Ah yes, I forgot you mentioned trying the memory storage engine, which would eliminate disk issues.
I asked about “client processes”, not “clients.” By “process” I am referring to the operating system concept. You mentioned having up to 100 clients in a single process, which suggested maybe you are only using one process to run all of your clients, but I did not want to assume this.
The reason I asked about process count is that each unique process will have one instance of the
fdb_c library, which has a single fdb network thread through which all communication is routed, so this can be a bottleneck. I am not familiar with what ops/s or KV byte/s rates at which this becomes an issue, hopefully someone else can chime in about that.
Backup does large many parallel
getRange() requests of sequential data in ranges chosen to distribute well across the cluster. That is different from what you are doing.
My understanding of your code is that each instance of
parallel.ts will get a single read version, then create 100 transactions with that read version (so no round trip to the cluster which is good) and each transaction will launch 1000 parallel reads of the same 1000 keys and then wait for them, and then you wait for all 100 transactions to finish before printing the time it took.
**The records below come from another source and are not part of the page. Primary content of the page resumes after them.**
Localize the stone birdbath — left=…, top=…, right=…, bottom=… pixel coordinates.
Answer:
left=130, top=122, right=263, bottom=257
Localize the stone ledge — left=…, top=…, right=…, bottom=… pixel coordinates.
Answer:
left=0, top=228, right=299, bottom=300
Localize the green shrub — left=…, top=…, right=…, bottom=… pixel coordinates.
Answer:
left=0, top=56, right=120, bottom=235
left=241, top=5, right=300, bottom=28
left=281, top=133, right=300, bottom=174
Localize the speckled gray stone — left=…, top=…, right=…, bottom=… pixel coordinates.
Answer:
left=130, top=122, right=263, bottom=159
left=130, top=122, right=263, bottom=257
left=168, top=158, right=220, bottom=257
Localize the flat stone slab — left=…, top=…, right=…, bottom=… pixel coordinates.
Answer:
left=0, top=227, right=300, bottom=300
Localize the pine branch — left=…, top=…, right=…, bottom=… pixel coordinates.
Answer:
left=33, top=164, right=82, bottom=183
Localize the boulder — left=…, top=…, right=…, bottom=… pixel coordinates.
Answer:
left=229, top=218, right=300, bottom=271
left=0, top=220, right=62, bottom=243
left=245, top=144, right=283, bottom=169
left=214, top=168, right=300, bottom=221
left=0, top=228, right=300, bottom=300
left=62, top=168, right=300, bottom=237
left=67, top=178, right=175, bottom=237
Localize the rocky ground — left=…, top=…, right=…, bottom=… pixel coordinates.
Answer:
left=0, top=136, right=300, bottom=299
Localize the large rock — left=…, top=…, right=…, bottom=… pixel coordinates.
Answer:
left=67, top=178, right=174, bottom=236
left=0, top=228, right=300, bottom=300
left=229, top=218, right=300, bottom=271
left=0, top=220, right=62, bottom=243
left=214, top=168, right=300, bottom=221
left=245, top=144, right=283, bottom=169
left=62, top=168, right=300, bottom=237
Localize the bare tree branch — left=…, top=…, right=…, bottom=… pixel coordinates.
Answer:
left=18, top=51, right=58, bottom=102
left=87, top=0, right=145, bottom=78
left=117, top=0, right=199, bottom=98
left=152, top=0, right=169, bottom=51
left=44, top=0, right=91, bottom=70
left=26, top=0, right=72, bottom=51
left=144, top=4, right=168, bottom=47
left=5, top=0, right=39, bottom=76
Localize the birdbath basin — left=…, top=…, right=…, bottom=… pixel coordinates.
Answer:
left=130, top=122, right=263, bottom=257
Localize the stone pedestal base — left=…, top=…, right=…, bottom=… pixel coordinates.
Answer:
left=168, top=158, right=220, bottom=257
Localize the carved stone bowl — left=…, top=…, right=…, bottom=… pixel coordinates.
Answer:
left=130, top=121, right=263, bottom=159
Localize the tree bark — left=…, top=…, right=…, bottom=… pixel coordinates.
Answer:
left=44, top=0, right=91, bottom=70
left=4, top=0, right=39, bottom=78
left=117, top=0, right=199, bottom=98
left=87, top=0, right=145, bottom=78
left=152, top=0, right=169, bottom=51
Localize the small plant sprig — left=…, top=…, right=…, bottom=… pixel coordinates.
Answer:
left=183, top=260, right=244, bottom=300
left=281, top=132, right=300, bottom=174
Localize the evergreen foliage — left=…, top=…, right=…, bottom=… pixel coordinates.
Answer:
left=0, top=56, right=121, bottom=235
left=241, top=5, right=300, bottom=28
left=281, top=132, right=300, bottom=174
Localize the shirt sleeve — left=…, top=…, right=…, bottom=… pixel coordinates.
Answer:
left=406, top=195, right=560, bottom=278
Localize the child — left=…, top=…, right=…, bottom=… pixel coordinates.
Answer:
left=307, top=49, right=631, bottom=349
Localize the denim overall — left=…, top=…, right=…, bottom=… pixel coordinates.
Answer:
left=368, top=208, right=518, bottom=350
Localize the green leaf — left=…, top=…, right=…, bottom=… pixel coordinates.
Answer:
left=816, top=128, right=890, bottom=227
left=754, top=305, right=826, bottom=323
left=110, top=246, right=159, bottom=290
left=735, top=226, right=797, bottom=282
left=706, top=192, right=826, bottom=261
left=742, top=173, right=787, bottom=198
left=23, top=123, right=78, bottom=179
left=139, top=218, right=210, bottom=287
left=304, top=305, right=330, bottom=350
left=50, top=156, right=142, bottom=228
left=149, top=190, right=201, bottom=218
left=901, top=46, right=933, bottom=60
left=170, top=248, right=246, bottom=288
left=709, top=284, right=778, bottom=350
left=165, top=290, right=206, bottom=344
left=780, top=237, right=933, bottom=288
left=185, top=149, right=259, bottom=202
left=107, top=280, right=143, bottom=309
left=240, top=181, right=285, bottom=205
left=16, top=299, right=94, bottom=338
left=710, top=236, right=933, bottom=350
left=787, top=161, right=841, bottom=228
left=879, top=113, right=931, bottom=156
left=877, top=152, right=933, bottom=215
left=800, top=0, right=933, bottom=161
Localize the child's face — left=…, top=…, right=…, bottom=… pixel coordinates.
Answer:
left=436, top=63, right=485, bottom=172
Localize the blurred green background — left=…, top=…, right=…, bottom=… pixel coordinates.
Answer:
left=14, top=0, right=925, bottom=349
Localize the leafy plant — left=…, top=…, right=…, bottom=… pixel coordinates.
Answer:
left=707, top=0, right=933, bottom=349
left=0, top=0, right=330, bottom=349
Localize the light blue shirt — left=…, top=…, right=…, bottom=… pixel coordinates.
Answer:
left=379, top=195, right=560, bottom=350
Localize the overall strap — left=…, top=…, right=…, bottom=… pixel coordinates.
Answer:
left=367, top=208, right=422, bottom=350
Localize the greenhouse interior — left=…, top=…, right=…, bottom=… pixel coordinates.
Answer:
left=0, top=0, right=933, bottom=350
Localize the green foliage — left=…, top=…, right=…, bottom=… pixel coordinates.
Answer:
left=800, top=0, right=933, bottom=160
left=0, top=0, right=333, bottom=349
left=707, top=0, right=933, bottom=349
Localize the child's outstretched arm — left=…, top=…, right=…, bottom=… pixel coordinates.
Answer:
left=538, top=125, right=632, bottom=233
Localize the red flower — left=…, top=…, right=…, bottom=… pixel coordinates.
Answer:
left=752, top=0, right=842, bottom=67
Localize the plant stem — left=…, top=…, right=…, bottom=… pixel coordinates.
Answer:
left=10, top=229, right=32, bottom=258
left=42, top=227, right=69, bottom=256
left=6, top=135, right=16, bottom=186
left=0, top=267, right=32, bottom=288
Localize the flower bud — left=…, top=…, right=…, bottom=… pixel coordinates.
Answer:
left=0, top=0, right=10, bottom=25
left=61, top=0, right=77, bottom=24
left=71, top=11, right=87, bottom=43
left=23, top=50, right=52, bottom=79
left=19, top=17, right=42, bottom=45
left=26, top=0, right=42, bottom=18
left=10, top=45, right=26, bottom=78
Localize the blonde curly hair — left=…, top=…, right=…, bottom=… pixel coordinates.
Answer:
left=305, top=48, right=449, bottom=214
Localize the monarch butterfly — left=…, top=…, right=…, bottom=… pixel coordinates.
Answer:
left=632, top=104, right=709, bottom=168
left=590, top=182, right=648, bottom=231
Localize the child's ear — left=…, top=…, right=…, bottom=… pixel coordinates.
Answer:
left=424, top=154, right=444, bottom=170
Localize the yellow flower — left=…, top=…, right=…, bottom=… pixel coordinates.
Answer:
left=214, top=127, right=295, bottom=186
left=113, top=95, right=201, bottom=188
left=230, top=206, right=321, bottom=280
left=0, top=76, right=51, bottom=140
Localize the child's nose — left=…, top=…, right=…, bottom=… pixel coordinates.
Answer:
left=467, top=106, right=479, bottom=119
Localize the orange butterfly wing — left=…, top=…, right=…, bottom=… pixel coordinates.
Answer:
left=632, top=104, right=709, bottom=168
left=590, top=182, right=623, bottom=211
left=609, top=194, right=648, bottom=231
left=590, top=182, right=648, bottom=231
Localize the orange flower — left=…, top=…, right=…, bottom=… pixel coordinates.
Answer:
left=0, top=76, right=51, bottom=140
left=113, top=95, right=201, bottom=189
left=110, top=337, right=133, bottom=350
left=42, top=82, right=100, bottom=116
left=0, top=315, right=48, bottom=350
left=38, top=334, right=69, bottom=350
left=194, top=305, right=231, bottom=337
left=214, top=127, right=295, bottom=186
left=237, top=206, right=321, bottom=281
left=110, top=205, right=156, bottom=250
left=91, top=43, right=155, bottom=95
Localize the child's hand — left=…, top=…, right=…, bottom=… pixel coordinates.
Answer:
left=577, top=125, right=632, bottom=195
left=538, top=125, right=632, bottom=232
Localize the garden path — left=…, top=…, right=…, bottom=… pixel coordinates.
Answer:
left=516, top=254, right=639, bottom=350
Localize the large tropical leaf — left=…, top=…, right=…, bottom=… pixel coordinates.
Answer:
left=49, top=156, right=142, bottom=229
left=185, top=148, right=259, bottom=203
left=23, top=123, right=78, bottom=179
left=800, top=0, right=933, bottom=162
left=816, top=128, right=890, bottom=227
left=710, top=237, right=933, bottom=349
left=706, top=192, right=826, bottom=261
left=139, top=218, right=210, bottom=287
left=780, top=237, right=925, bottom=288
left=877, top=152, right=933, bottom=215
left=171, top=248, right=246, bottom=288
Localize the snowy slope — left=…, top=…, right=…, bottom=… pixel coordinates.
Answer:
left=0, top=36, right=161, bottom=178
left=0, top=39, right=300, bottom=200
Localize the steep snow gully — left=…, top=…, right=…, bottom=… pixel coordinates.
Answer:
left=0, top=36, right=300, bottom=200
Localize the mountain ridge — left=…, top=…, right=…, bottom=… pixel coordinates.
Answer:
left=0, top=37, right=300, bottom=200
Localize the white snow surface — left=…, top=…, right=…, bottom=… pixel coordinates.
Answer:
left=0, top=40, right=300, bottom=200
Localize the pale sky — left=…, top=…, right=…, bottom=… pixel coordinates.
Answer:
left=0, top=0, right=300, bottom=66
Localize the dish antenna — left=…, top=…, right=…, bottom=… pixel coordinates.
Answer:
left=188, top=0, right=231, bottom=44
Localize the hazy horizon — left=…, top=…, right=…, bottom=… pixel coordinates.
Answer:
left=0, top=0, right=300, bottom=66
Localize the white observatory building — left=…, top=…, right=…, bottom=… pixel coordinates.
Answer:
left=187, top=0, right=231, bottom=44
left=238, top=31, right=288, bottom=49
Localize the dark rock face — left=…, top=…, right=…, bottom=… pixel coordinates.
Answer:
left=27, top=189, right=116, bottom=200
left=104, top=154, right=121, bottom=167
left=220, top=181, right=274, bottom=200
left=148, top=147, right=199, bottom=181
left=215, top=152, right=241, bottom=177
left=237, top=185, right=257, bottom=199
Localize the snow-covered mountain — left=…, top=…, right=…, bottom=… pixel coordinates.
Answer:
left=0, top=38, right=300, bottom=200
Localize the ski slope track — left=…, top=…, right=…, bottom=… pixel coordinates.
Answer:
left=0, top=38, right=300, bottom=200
Basically, you are bursting a bunch of requests to a single storage team in your cluster (3 specific processes in triple replication) and waiting for all of them to return.
If you are running a single instance of
parallel.ts as your benchmark, and when you say “100 clients” you are referring to the 100 parallel transactions in this code, then this is not a great benchmark for measuring sustained throughput. The amount of work outstanding at once will go from 0 to up to 100,000 very quickly (“up to” because likely some will complete by the time all of them are launched) and then fall rapidly until the last one completes. Your test is waiting for the final completion before it counts anything as completed.
To measure throughput, it is better to target some fixed number of requests outstanding, launch that number of requests, and when any of them complete then launch another request to replace it. Then you can measure the number of complete/launch events per second, which gives you the throughput (ops/second) benchmark at that level of parallelism. Then run the test again at higher levels of parallelism to find the saturation point, which is the point at which the throughput does not increase.
EDIT: Once you have found this saturation limit for a single test process, then you can try running more than one test process, and if that gets you a higher aggregate throughput (and I expect it would) then the bottleneck was the single client process (with its single fdb library instance) and not the cluster.
Also, although this is not relevant to your issue I wanted to point out that your quoted Mac disk speeds are for linear read and write, uncached random access workloads are much slower.